CeBIT panel: For wireless use to grow, security innovations needed
If corporate hot-spot use is to grow, better security is needed, experts say
Computerworld - NEW YORK -- Wireless hot spots for Internet access are all the rage for many on-the-road IT users but are they secure enough for companies to allow their use with critical business applications?
That was the topic yesterday of a panel discussion at the second annual CeBIT America 2004 conference at the Jacob Javits Convention Center here, where experts from several wireless technology companies mulled over the security and safety of hot-spot usage by corporate IT workers.
While security always remains a concern with wireless access, the panelists agreed, there are ways to ensure that safe use -- and continued vigilance can keep it that way.
"Love [the] access, but don't trust it ... and secure it," said Frederick Felman, vice president of marketing at firewall and security software company Zone Labs Inc. in San Francisco. Many large businesses are already incorporating hot-spot wireless access into their mobile strategies, he said, and they are finding ways to make it secure using policy management and service providers who take their security seriously.

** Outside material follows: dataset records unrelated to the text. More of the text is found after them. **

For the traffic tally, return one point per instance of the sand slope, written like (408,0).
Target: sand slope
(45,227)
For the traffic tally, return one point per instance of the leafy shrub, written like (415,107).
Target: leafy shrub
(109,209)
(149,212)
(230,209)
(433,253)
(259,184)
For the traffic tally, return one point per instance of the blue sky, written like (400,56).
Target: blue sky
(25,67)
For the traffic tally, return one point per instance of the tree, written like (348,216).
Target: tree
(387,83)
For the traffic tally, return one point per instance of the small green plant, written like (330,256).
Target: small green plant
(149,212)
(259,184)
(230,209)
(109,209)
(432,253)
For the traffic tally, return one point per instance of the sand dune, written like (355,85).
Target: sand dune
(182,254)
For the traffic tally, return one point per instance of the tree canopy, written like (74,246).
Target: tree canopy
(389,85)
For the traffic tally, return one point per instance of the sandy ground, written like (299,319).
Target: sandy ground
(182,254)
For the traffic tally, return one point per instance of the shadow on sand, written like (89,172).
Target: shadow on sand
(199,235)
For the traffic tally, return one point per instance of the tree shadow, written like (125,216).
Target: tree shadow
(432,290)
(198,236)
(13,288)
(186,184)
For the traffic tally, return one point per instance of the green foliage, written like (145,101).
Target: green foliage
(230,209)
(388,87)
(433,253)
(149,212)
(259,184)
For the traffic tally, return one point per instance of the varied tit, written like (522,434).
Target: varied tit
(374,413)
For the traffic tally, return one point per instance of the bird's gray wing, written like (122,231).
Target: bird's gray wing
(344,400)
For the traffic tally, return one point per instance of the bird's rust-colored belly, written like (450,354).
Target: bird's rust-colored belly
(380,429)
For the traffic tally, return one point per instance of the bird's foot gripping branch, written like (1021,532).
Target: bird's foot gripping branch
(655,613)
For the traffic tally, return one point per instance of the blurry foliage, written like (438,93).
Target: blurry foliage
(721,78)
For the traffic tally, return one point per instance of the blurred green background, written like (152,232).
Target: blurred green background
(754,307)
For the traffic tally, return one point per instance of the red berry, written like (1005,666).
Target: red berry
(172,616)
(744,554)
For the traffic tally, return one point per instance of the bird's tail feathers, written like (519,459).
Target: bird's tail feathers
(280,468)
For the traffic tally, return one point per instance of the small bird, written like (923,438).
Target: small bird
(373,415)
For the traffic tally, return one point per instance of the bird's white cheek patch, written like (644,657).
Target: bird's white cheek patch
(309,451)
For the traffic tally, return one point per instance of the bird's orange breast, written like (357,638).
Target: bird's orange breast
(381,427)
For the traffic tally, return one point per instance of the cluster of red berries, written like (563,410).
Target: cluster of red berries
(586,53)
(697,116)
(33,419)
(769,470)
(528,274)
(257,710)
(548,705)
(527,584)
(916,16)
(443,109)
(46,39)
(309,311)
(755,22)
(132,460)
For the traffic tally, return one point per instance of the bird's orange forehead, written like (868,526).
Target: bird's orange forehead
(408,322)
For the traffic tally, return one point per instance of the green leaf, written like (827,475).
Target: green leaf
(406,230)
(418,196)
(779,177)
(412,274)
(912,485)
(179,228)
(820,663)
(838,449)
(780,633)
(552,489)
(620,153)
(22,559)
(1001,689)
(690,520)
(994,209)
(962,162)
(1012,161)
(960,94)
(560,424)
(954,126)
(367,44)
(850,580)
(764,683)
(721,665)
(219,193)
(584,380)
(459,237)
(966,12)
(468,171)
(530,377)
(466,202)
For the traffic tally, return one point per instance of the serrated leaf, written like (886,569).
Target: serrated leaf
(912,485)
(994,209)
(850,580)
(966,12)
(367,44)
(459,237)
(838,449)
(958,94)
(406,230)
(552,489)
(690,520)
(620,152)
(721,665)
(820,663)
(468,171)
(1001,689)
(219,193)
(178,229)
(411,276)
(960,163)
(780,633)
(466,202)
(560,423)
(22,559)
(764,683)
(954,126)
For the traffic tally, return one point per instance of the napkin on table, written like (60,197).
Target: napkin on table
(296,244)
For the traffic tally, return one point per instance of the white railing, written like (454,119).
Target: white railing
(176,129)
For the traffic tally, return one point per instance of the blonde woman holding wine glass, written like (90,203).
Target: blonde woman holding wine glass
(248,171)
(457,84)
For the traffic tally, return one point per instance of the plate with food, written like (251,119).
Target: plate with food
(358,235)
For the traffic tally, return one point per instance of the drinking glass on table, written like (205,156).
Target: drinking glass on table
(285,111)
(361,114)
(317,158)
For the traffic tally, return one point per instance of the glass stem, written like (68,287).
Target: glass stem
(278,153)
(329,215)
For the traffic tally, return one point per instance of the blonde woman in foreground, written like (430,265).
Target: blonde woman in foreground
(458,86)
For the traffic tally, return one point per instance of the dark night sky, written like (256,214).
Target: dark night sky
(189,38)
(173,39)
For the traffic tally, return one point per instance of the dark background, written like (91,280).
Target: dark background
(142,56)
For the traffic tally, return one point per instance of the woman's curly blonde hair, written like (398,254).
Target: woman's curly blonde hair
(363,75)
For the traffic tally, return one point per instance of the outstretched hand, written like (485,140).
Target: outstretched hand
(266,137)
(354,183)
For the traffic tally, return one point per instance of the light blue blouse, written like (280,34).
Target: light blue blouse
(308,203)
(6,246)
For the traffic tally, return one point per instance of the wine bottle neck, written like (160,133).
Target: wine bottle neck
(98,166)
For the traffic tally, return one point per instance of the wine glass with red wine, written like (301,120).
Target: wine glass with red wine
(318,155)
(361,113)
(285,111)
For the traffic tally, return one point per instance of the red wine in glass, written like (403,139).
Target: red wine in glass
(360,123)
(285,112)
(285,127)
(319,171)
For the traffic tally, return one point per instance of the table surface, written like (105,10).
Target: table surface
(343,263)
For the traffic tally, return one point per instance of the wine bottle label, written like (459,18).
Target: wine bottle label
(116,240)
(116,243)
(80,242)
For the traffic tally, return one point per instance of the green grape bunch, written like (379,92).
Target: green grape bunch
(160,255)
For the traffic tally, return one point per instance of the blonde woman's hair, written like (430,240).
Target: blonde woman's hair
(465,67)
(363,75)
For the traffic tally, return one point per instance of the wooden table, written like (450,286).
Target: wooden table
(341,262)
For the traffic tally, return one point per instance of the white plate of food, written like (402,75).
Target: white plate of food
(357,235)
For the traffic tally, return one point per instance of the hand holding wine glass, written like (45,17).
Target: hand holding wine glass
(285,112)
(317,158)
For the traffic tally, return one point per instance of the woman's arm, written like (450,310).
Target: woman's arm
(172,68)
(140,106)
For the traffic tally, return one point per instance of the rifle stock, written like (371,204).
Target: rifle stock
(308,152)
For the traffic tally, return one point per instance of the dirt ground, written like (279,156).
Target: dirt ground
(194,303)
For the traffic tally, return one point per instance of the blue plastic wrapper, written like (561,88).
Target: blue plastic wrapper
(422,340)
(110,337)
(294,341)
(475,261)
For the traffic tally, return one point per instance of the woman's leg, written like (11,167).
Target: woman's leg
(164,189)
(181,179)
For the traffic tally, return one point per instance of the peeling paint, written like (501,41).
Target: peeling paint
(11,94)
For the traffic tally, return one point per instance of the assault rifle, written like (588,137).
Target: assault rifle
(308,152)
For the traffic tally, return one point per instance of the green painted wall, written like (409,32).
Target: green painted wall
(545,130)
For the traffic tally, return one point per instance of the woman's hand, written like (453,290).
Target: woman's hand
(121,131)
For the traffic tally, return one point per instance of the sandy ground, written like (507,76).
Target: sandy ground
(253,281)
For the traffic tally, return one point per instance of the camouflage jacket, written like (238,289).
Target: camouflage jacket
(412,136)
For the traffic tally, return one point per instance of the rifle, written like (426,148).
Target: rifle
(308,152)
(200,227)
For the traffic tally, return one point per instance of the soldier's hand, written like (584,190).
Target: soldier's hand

"In the '90s, IT wanted to give more access to applications" over the Web, Felman said. "Now, we want to make them more secure."
Fellow panelist Ike Nassi, chief technology officer at FireTide Inc., a wireless networks vendor in Los Gatos, Calif., argued that virtual private networks could also be used to ensure security for hot-spot access, but Felman disputed that view.
"Hackers have huge networks of PCs, and they're usually yours and mine," Felman said, referring to hardware that may have been compromised. "Wireless networks are scary, but wired networks are scary, too."
Panelist Sai Subramanian, vice president of product marketing and strategic marketing for Navini Networks Inc. in Richardson, Texas, said hot-spot use is now so important a tool for many IT workers that new methods will have to be created to boost security.
"In the enterprise setting, as long as people want the freedom of wireless, Wi-Fi will work," Subramanian said. "In the enterprise context, wireless makes perfect sense."